Sept ans après, c'était toujours le cas.
Elijah soupira. Les histoires de familles étaient bien compliquées.
Pour sa part, il n'avait pas beaucoup de contacts avec la sienne. Ce n'était pas par manque d'envie, mais parce qu'il ne songeait pas à envoyer des messages, et encore moins appeler. Sa grande sœur s'y risquait, parfois, mais les échanges ne duraient jamais longtemps, car la jeune femme insupportait rapidement Elijah. Il fallait dire que durant leur enfance, ils avaient passé plus de temps à se dire des méchancetés et à se bagarrer qu'à s'avouer des mots d'amour.

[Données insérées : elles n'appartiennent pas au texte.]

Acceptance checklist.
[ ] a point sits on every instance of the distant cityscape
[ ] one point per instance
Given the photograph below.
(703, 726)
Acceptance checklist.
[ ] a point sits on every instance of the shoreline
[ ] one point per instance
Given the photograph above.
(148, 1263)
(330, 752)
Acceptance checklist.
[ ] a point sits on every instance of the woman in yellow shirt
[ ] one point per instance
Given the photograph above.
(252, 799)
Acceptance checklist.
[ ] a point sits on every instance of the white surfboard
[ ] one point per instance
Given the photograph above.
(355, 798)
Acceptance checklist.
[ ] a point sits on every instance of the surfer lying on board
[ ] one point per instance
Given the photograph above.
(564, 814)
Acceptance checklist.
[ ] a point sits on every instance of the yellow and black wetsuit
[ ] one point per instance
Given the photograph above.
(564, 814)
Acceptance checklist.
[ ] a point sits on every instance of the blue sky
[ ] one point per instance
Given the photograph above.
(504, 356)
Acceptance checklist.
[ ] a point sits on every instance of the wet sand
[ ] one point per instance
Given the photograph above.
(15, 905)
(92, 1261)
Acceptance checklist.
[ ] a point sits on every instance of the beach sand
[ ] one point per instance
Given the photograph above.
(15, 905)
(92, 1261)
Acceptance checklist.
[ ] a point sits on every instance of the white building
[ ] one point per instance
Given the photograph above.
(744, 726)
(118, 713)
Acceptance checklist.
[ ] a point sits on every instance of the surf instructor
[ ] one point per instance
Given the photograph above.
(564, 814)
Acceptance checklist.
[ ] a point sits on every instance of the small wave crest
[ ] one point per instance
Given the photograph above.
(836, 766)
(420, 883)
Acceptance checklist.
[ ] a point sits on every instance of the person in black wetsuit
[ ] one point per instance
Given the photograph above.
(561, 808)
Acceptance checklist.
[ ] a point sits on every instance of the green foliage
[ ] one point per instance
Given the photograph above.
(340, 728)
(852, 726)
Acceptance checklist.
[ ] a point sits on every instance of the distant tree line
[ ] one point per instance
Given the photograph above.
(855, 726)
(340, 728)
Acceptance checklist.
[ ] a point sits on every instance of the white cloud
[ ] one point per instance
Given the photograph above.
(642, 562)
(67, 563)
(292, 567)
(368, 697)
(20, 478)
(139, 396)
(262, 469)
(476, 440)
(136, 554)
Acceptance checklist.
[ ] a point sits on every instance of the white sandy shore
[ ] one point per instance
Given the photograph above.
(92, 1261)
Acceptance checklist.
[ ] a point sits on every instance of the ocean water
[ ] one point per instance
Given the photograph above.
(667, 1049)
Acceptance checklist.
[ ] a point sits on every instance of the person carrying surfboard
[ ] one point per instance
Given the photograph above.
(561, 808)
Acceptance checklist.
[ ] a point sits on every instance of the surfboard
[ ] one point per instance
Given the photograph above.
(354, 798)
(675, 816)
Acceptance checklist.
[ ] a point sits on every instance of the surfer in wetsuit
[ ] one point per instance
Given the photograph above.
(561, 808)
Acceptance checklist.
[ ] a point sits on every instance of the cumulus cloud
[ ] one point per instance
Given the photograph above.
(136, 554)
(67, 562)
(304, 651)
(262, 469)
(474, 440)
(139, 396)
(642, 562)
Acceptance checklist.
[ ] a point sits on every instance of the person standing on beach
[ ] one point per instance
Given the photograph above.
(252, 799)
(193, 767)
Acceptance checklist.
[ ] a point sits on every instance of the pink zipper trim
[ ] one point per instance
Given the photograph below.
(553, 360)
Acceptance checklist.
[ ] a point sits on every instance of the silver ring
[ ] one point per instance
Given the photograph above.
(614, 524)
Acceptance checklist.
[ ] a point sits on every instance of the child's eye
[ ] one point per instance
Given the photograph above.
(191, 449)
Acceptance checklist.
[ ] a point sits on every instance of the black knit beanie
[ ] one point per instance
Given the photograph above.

Et puis, il devait déjà gérer ses deux petits frères. Arthur et Morgan avaient toujours eu cette fâcheuse habitude de se mettre dans des situations catastrophiques, si bien que parfois, il avait dû jour des poings et des coudes. Il se souviendrait toujours avec amusement le jour où dans un bar, il avait collé une droite à un mec qui s'était approché de trop près d'Arthur alors qu'il était sur la piste de danse. Ha, les douces années des études supérieures. Une colocation un peu trop petite pour eux trois, des soirées qui ne se terminaient jamais et cuisiner des repas à base de pâtes avant de déposer une assiette sur le bureau de Morgan qui s'était endormi d'épuisement devant ses cours de médecine.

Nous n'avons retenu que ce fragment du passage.